Carlo Cracco: The leader of a new generation of progressive Italian cuisine who is attracting worldwide attention for his culinary creations at the 2-star Ristorante Cracco in Milan. Ristorante Cracco offers innovative menus combining the Milanese tradition of ‘simple’ and light food with a modern touch. 


Sang-Hoon Degeimbre: A Korean adopted by a Belgian family is the chef and owner of the 2-star L’air de Temps on the outskirts of Brussels. Known for his enticing food pairings and what he calls “molecular gastronomy” Degeimbre began his culinary career as a sommelier at age 17. Degeimbre has been using kimchi in his dishes and believes that Korean tastes and techniques of lactofermentation will be increasingly influential on the international culinary scene. 


Fernando del Cerro: A Spanish culinary master, nicknamed the "eco-chef," presents his dishes using “the thousand flavors of the Madrid Orchard”. Del Cerro was born south of Madrid in the beautiful Aranjuez region. He was trained as a baker, and since 1991 he has been in charge of the kitchen of Spain’s renowned one-star Casa José, rated one of Spain’s best regional dining experiences. 


Luigi Biasetto: An acclaimed Italian master confectioner who opened the popular Biasetto Pasticceria (pastry shop) in Padua, Italy, in 1998 branched out to Brussels in 2008. Biasetto led the Italian team that won 1st place in the Pastry World Cup held in Lyons, France, in 1997. He is a member of the board of the Italian Pastry Academy and has comprehensive knowledge on the scientific fundamentals of pastry-making. 


Bruno Goussault:  A French food scientist who pioneered low-temperature cooking using sous-vide (under vacuum) techniques. He has trained many of Michelin's three-star chefs in Europe and around the world, like Heston Blumenthal (UK), Thomas Keller (USA) and Joël Robuchon (France). He has spent most of his professional career working in France and the United States. 


The high point of Seoul Gourmet 2010 is expected to be the Star Chefs Dinner series, where the invited chefs will create a gala dinner influenced and inspired by Korean cuisine. These special events are limited to 100 guests for the individual functions and 400 guests for the grand finale, featuring the talents of many renowned culinary artists. (Note: the Star Chef dinners with Jordi Roca are already sold out) 

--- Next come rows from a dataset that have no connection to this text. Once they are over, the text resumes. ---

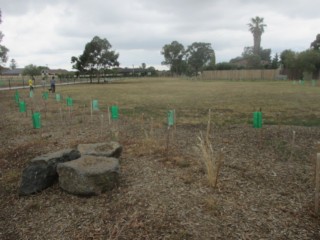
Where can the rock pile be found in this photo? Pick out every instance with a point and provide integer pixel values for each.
(91, 169)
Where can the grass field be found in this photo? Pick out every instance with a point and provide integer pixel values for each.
(230, 102)
(265, 182)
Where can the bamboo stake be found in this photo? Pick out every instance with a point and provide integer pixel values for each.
(208, 126)
(109, 115)
(317, 185)
(292, 144)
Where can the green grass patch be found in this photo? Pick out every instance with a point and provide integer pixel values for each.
(231, 102)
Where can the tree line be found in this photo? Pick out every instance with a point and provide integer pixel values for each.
(99, 59)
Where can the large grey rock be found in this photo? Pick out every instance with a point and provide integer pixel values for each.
(89, 175)
(42, 171)
(106, 149)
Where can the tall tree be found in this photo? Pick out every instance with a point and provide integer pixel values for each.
(199, 55)
(174, 57)
(97, 56)
(256, 27)
(3, 50)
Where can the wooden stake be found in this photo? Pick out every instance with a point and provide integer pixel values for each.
(317, 185)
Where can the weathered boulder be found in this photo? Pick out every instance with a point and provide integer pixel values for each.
(89, 175)
(42, 171)
(106, 149)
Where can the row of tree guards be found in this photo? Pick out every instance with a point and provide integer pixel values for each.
(113, 110)
(36, 116)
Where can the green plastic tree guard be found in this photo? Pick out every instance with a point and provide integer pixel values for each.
(69, 102)
(95, 105)
(36, 120)
(114, 112)
(45, 95)
(171, 118)
(257, 119)
(16, 97)
(22, 106)
(58, 97)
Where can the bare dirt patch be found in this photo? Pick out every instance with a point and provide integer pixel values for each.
(265, 188)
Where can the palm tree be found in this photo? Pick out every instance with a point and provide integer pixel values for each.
(256, 27)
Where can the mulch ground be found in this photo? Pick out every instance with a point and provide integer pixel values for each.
(265, 188)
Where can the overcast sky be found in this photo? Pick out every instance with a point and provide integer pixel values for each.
(50, 32)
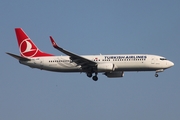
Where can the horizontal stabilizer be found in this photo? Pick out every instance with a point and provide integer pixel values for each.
(18, 57)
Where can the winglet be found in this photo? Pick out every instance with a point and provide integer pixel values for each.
(18, 57)
(53, 42)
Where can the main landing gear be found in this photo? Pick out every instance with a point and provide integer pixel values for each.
(95, 78)
(156, 75)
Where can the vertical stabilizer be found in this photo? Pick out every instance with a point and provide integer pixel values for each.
(26, 46)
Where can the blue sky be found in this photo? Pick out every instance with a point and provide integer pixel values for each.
(91, 27)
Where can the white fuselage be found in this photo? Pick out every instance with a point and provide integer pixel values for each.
(123, 62)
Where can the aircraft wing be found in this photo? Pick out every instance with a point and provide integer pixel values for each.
(79, 60)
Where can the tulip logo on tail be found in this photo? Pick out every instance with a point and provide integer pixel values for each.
(27, 48)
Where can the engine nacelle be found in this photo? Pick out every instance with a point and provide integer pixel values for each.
(105, 67)
(114, 74)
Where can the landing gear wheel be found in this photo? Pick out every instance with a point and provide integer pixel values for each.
(95, 78)
(156, 75)
(89, 75)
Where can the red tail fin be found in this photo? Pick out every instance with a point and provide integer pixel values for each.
(26, 46)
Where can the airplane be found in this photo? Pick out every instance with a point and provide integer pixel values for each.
(113, 66)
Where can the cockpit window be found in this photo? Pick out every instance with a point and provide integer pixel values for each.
(163, 59)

An addition to this year’s event is an exhibition that will highlight Korean ingredients, tableware and other cooking products. Specialized regional goods, kitchen tools, tableware and products by food professionals and artisans will be on display and available for purchase. 


Seoul is gaining international recognition as a leader and incubator of ideas in many fields. Seoul Gourmet 2010 continues this trend.


The Seoul Tourism Organization is a public/private venture launched by the city and private enterprise in February 2008 with a core mission to promote Seoul as a convention and tourism destination.